If the dealer does not sell other line-makes at the same dealership facilities, the manufacturer must also provide facilities assistance. For a dealer that leases the facilities, the manufacturer must pay the sum equivalent to the rent for the unexpired term of the lease or three years’ rent, whichever is less. For a dealer that owns the facility, the manufacturer must pay the dealer a sum equivalent to the reasonable rental value of the facilities for three years. To be entitled to facilities assistance, the dealer is obligated to attempt to mitigate damages by listing the facilities for lease or sublease with a licensed real estate agent within 30 days after the effective date of the termination and thereafter reasonably cooperate with the real estate agent. If the dealer is able to lease or sublease the facilities in such a way that is consistent with zoning requirements to preserve the right to sell motor vehicles from the facilities and the terms of the lease, the dealer is obligated to reimburse the manufacturer from net revenue up to the total amount of the facilities assistance payments the dealer has received. The statute does not define what is considered “net revenue” to the dealer.

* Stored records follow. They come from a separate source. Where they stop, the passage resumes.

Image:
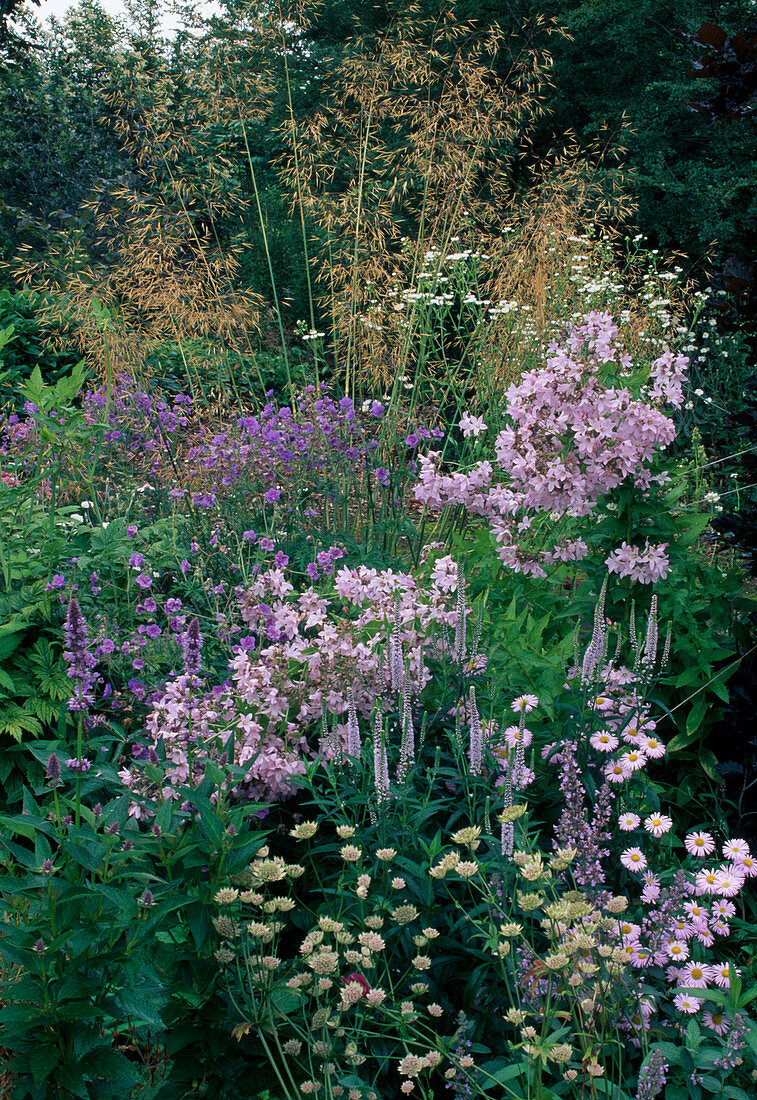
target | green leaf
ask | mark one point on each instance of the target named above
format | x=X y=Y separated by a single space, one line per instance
x=695 y=716
x=43 y=1062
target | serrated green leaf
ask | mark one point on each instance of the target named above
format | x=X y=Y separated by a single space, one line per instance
x=43 y=1062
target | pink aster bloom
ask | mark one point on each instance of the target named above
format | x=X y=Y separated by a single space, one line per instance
x=682 y=930
x=658 y=824
x=721 y=975
x=736 y=849
x=678 y=950
x=695 y=975
x=727 y=884
x=700 y=844
x=471 y=425
x=513 y=735
x=747 y=865
x=723 y=909
x=634 y=859
x=603 y=741
x=525 y=704
x=706 y=881
x=687 y=1003
x=651 y=747
x=634 y=760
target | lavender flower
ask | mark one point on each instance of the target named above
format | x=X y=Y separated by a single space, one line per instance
x=192 y=645
x=79 y=659
x=53 y=770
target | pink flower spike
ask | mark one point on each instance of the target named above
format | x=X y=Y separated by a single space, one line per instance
x=658 y=824
x=700 y=844
x=634 y=859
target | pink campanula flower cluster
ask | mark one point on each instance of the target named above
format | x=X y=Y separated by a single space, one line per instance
x=573 y=436
x=308 y=658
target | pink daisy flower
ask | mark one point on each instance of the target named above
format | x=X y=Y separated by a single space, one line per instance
x=681 y=928
x=617 y=772
x=513 y=735
x=634 y=760
x=727 y=884
x=603 y=741
x=736 y=849
x=706 y=881
x=723 y=909
x=747 y=865
x=651 y=747
x=634 y=859
x=700 y=844
x=695 y=911
x=721 y=974
x=697 y=975
x=658 y=824
x=678 y=950
x=525 y=704
x=639 y=957
x=705 y=936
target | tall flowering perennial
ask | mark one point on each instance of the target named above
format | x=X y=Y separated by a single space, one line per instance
x=573 y=437
x=309 y=666
x=80 y=661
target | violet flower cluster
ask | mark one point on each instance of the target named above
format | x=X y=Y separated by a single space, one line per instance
x=573 y=437
x=306 y=660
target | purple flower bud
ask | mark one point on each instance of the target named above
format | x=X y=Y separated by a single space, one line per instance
x=192 y=644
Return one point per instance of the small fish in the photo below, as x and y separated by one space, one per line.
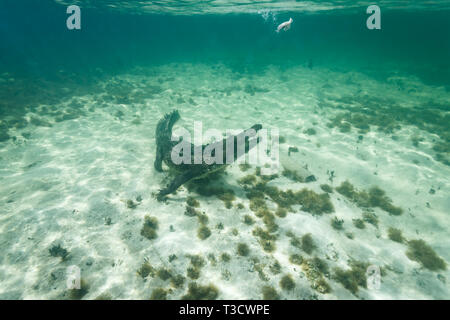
285 25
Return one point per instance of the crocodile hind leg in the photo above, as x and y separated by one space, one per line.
158 160
175 184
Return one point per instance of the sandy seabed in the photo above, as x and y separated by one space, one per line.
67 181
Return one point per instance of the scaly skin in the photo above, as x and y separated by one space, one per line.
187 172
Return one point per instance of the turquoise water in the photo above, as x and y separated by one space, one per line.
353 107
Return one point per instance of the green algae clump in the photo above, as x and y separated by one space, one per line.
326 188
146 270
203 232
58 251
243 250
307 243
149 228
78 294
421 252
269 293
159 294
296 259
191 201
286 283
197 292
337 224
395 235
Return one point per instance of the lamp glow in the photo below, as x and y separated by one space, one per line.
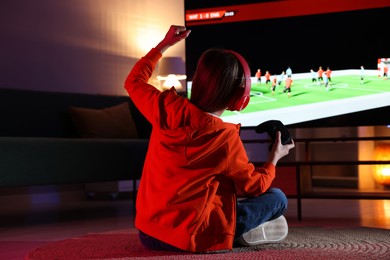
382 172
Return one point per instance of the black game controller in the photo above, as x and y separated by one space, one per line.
271 127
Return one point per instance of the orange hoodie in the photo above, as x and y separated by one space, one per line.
195 167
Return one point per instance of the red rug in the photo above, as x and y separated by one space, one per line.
301 243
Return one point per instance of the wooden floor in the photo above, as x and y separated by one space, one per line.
21 231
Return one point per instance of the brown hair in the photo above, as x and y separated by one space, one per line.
217 78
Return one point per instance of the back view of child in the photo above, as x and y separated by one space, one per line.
196 167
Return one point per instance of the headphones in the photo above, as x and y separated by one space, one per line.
240 100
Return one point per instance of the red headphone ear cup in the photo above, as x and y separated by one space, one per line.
241 99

In addition to new restrictions upon the elimination of a line-make, Senate Bill 1410 also expands manufacturers’ buy-back obligations upon terminations generally. Instead of requiring manufacturers to repurchase new vehicles of the current or prior model year, Virginia Code Ann. § 46.2-1569(5b)(1) has now been amended to require repurchase of any new motor vehicle acquired from the manufacturer or another dealer in the ordinary course of business within 18 months of termination, without any restriction on the model year.

Also, Virginia Code Ann. § 46.2-1569(5) has been clarified to explicitly place the burden on the manufacturer to show by a preponderance of the evidence that there is good cause for termination.

Add Points and Relocations

Senate Bill 1410 amends Virginia Code Ann. § 46.2-1569(4) to place the burden on the manufacturer to show by a preponderance of the evidence that after the add point or relocation, the relevant market area will support all of the dealers in that line-make in the relevant market area. Previously, Section 46.2-1569(4) only required that there be “reasonable evidence” that the “market will support all of the dealers of that line-make in the relevant market area” without specifying which party had the burden of proof.

Warranty Reimbursement and Charge-Backs

Senate Bill 1410 amends Virginia Code Ann. § 46.2-1571(A)(6) to make it illegal for manufacturers to deny a warranty claim or reduce the amount of compensation for warranty repairs that are considered “add-ons” – when the dealer discovers the condition requiring repair during the course of a separate repair requested by the customer.

Also, Senate Bill 1410 shifts the burden of proof when a manufacturer seeks to charge back sales incentives or otherwise issue charges for vehicles that are sold to a purchaser other than a licensed motor vehicle dealer and are subsequently exported or resold. The prior version of Section 46.2-1571(A)(6) had placed the burden on the dealer to show that the sale was made in good faith and without knowledge of the intent to export or resell the vehicle. Section 46.2-1571(A)(6) has now been amended to place the burden on the manufacturer to show by a preponderance of the evidence that the dealer should have known and did not exercise due diligence in discovering the purchaser’s intention to export or resell the vehicle.

Exclusivity Requirements

Senate Bill 1410 clarifies Virginia Code Ann. § 46.2-1569(7b), which previously prohibited manufacturers from requiring or otherwise coercing a dealer to underutilize the dealer’s facilities. Section 46.2-1569(7b), as amended, explicitly prohibits manufacturers from “requiring or otherwise coercing a dealer to exclude or remove from the dealer’s facilities operations for selling or servicing of a line-make of vehicles for which the dealer has a franchise agreement to utilize the facilities.”